То там, то здесь раздавались голоса:
— Ходи чифань[3]!
— Зачем мы сюда пошли? Все равно тут ничего не отломится, — остановился Ванька под холщовой вывеской, на которой иероглифами было написано: «Зуб дракона».
Корешок тоже знал, что у торговцев трудно выпросить хотя бы немного еды, но, соблазненный видом множества яств богатой и разнообразной китайской кулинарии, не соглашался так скоро уходить и с завистью смотрел на жаровни.
Ребята обошли уличного гадальщика, опиравшегося на бамбуковый посох, и подошли к лотошнику, продававшему нанизанные на палочки ранеты, облитые сахаром.
— Ой, как вкусно пахнет! До черта всего, а подступиться нельзя: все кусается, длинные рубли стоит, — с сожалением проговорил Ванька, глядя на манящие пампушки, изготовленные на пару. Он облизнулся и обратился к продавцу: — Ходя, дай пампушка. Наша шибко чифань хочет.
— Цуба! Твоя чена[4] нету. Чена нету — купи нету! Моя даром давай не могу, — небрежно ответил купец и продолжал протяжным голосом бойко зазывать покупателей.
Корешок отошел от лотошника, а над ним громко разнеслось:
— Доуфу-у[5]!
— Маньтоу! Пампушка!
Невдалеке другой китаец выкрикивал на ломаном русском языке:
— Кастрюли починя-я, починяй-й-й!
А чуть подальше, около нищего с обезьянкой, маньчжур с длинной косой предлагал невыделанные шкуры тигра и медведя.
— Купеза, твоя давай наша мала-мала ранет, а наша давай твоя мала-мала бумага, — предложил Ванька китайцу, показывая на театральные афишки. Он глотнул слюну и закончил: — За две ранеты мы с Корешком все отдадим, всю стопку. Давай?
— Моя бумага не надо. Моя мала-мала так давай, — китаец подал ребятам две ранеты. — Бери, а бумага не надо, — он поправил на голове шапочку с шариком, походившим на картечь, и продолжал зазывать покупателей: — Ранетка! Кому нада ранетка?!
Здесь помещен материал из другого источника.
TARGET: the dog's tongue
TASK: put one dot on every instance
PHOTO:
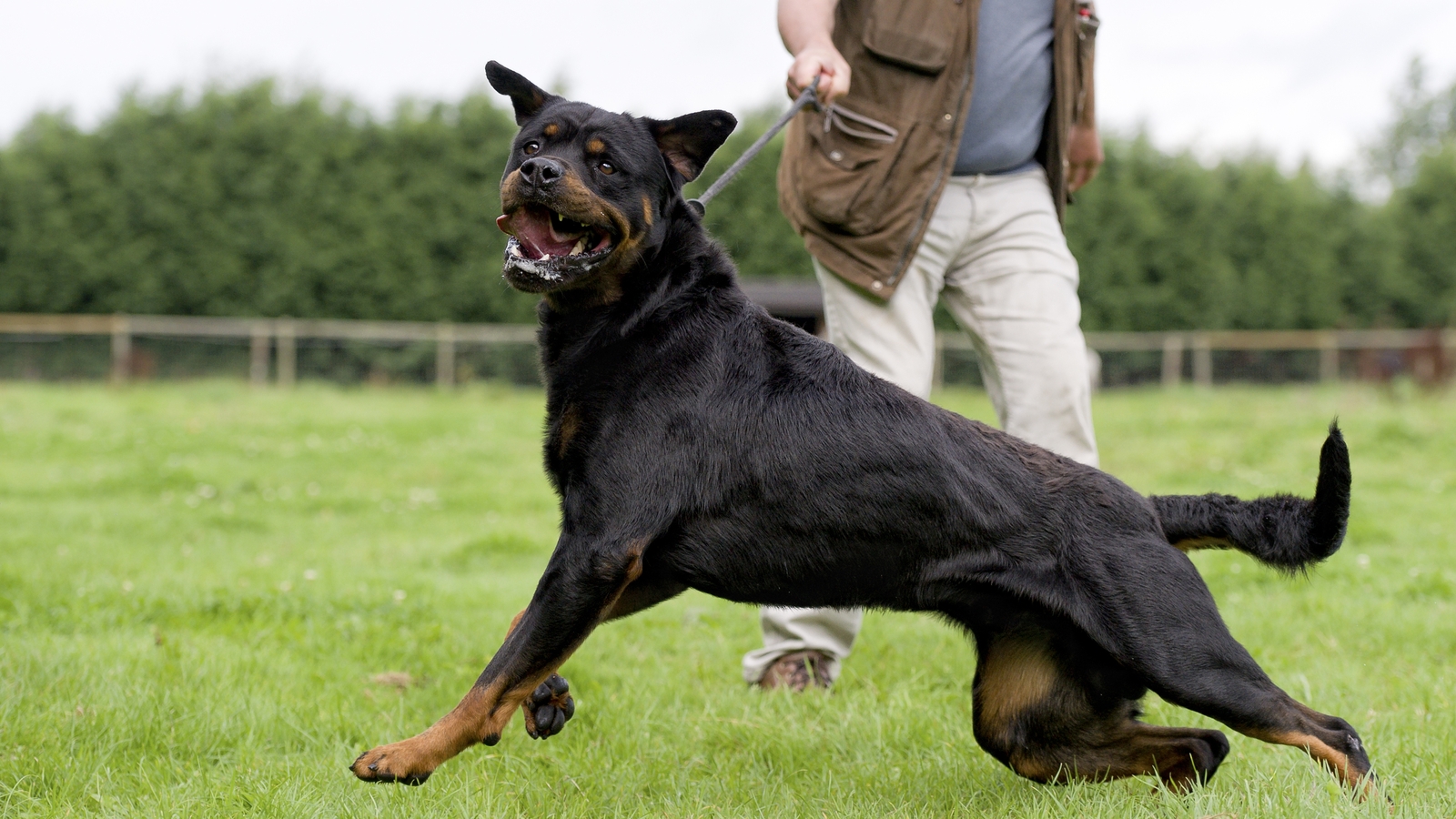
(531, 227)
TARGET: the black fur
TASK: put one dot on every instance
(1283, 531)
(696, 442)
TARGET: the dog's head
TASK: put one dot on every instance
(587, 191)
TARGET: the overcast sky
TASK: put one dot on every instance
(1299, 77)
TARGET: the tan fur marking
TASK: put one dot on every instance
(514, 622)
(1190, 544)
(567, 428)
(484, 710)
(1014, 676)
(1317, 748)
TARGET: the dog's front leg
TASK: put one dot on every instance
(579, 591)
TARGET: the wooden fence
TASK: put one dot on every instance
(273, 343)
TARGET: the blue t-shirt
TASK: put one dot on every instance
(1012, 87)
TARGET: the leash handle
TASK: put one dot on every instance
(807, 96)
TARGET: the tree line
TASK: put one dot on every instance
(249, 201)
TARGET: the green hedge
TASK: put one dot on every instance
(242, 201)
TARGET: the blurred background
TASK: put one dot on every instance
(1270, 167)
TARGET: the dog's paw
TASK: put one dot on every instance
(548, 709)
(395, 763)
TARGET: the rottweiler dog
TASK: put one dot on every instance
(698, 443)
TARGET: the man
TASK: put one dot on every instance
(939, 172)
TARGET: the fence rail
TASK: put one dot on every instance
(273, 343)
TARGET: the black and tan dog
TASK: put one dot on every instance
(698, 443)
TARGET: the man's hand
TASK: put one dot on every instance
(1084, 155)
(824, 62)
(805, 26)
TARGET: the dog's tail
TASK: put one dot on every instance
(1283, 531)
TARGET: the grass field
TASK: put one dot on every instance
(200, 586)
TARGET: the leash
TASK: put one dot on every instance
(807, 96)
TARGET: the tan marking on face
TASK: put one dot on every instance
(1012, 676)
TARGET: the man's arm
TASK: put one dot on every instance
(805, 26)
(1084, 145)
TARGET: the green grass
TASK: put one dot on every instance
(198, 584)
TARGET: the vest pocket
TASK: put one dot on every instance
(846, 171)
(912, 34)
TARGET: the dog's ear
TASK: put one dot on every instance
(526, 96)
(691, 138)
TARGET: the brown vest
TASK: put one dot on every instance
(861, 179)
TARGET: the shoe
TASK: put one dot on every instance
(797, 672)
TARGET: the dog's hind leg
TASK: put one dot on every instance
(580, 589)
(1159, 618)
(1055, 707)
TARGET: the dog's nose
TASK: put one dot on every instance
(542, 172)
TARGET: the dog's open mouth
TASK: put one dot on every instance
(548, 249)
(542, 234)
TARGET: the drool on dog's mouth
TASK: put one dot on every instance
(548, 249)
(542, 234)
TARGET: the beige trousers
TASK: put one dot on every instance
(996, 256)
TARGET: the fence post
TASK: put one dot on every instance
(938, 368)
(120, 349)
(1449, 351)
(288, 351)
(1329, 358)
(1172, 359)
(258, 361)
(1201, 360)
(444, 354)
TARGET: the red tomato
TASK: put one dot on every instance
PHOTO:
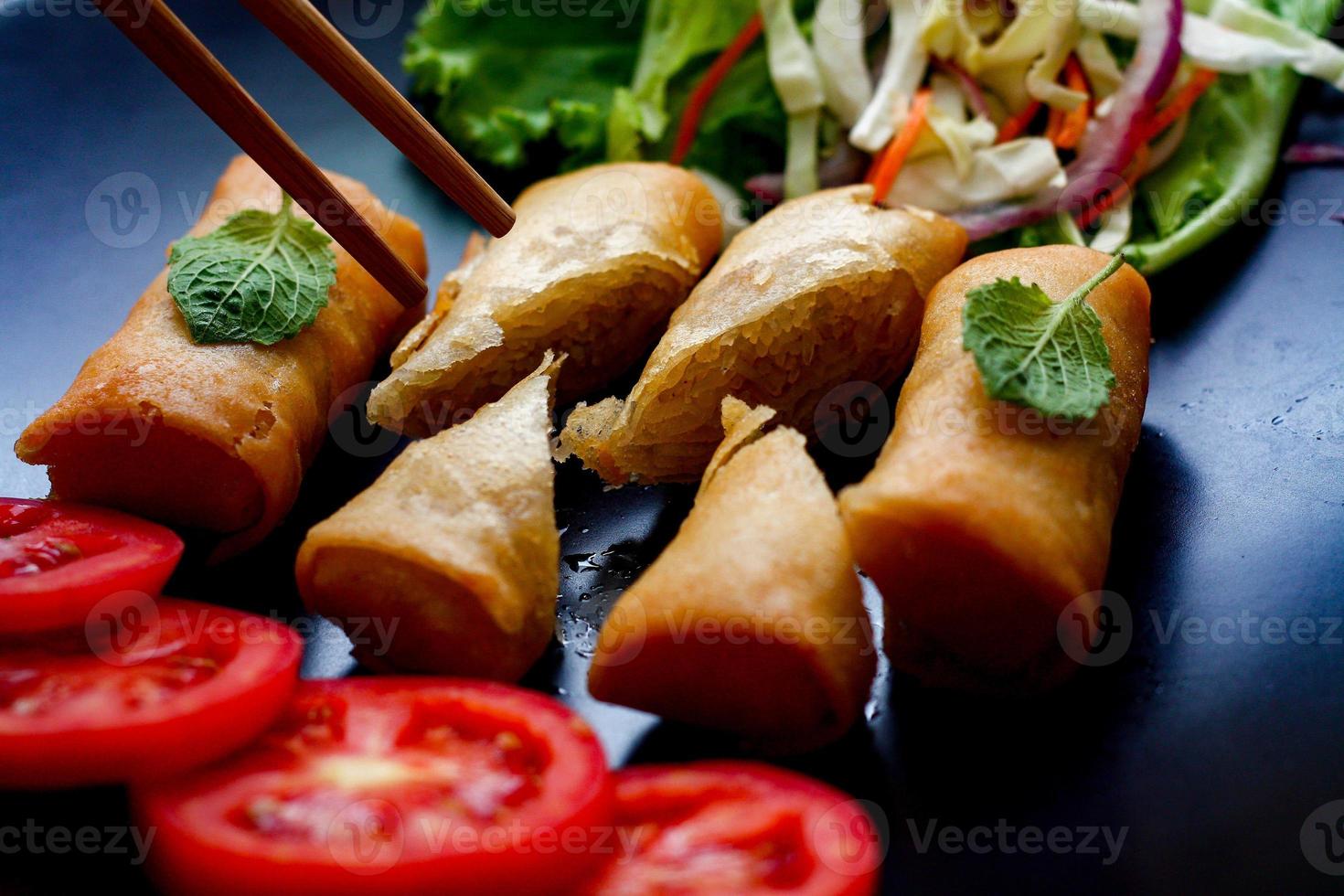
(149, 690)
(58, 560)
(391, 784)
(737, 827)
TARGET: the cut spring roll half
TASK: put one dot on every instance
(595, 263)
(218, 437)
(983, 520)
(823, 291)
(752, 621)
(453, 551)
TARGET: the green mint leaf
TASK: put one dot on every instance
(261, 277)
(1040, 354)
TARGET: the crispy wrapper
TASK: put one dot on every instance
(824, 291)
(453, 549)
(218, 437)
(983, 521)
(752, 621)
(595, 263)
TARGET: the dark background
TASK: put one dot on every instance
(1211, 755)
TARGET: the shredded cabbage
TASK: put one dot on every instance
(1234, 37)
(1115, 225)
(997, 174)
(794, 70)
(1103, 71)
(837, 39)
(1043, 74)
(1037, 40)
(901, 77)
(949, 129)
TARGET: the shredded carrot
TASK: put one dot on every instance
(709, 83)
(1072, 125)
(1136, 169)
(1180, 103)
(884, 168)
(1015, 125)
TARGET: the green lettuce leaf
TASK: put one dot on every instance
(1038, 352)
(260, 277)
(512, 88)
(1226, 160)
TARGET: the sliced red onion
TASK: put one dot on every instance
(1315, 155)
(1110, 145)
(844, 165)
(969, 89)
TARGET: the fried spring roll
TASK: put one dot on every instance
(823, 291)
(983, 520)
(752, 621)
(453, 551)
(218, 437)
(595, 263)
Дети поблагодарили китайца за ранеты, постояли около китайского рассказчика и стали пробираться сквозь толпу, окружившую продавцов всяких целебных товаров. Здесь предлагали тигровые когти, придающие, как утверждали купцы, неустрашимость, желчь для лечения детей от падучей болезни, жилы, усы, зубы и глаза тигра. Рядом на подносе лежали маленькие кусочки земли, называемые хупо — тигровая душа, и хусинь — завернутые в шелк буро-красные высохшие кусочки тигрового сердца, придающие отвагу. Как особая редкость продавался старинный талисман из тигровой кости, спасавший от тридцати шести демонов.